Giving HitMaps a try

Thought I would give this a try, although all it may reveal is how few people hit this site. We’ll see what the data looks like tomorrow when it updates. You’ll find more information at the project page for HitMaps.

HitMaps comes out of the closet. KMi’s Jiri Komzak has extended the nifty little blog-gutter-tool that you now see along the upper left side of Get Real, which shows you the locations of everyone who has visited this page (after a once-nightly update, that is)…. [Get Real]

Podcasting? Later not sooner for me

I’ve been following all the energy and excitement around the notion of podcasting with a certain amount of skepticism.

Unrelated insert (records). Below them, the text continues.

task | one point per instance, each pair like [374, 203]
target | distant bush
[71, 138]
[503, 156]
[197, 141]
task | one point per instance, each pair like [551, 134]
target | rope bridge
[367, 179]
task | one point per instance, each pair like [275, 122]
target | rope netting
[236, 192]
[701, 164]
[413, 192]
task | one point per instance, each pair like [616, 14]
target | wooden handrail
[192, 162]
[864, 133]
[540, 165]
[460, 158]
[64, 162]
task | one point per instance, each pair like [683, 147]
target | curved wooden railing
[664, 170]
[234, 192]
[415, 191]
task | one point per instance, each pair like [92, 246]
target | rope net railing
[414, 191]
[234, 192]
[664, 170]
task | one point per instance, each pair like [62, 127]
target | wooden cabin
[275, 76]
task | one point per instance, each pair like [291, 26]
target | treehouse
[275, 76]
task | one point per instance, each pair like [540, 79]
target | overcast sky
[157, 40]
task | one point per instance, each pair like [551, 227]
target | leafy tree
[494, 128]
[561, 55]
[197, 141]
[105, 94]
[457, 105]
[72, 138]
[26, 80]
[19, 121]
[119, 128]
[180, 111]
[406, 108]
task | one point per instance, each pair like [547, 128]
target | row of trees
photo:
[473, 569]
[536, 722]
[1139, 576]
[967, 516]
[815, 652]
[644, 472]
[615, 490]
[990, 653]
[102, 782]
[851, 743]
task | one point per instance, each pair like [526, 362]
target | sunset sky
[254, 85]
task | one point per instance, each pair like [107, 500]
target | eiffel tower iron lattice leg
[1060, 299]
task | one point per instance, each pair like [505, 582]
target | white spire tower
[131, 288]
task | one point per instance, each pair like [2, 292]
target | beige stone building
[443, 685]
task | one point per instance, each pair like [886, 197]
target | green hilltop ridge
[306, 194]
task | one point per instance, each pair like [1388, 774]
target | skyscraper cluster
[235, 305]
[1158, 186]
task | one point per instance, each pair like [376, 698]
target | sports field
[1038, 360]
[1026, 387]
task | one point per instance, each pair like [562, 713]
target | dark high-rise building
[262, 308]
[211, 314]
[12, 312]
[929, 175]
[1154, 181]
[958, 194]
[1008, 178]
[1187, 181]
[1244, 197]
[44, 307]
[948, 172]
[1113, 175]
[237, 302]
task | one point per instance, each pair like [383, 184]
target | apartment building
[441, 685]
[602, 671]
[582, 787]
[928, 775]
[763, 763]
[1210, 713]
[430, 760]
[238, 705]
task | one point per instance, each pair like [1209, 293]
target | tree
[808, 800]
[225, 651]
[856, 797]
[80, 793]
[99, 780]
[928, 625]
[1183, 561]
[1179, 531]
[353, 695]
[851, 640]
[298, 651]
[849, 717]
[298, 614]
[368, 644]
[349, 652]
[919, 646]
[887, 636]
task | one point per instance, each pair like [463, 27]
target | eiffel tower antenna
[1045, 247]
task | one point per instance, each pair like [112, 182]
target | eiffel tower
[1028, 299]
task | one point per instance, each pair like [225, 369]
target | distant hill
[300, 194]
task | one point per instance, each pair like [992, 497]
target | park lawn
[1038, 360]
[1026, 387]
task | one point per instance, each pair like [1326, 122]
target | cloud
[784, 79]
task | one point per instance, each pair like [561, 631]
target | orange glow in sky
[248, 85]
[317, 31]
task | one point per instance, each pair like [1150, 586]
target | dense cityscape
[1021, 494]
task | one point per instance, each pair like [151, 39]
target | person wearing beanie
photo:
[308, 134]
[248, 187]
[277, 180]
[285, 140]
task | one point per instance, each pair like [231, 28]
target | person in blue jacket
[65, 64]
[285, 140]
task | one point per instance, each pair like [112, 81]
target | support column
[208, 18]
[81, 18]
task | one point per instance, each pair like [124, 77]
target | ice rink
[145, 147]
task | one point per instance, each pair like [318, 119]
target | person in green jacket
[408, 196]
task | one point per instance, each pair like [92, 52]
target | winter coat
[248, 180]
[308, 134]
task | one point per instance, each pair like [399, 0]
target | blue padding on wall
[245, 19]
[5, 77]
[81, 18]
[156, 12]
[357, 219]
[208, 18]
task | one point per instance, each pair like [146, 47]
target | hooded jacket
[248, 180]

This certainly explains why I haven’t yet been a consumer and am not likely to be. I generally don’t spend a lot of extended time in cars and I don’t find listening to be as high-bandwidth a channel as reading. I do travel by air a lot, but I generally use that time to read, not listen.

I’ll grant that there are a lot of busy people who do find themselves behind the wheel and would definitely prefer something intelligent to the usual fare on the radio. It may be that podcasting might be relevant to me as a potential producer of content rather than as a consumer. So, I’m continuing to pay attention, but it’s likely to remain lower on my list than making sure I make more time to post some old-fashioned text to my blog.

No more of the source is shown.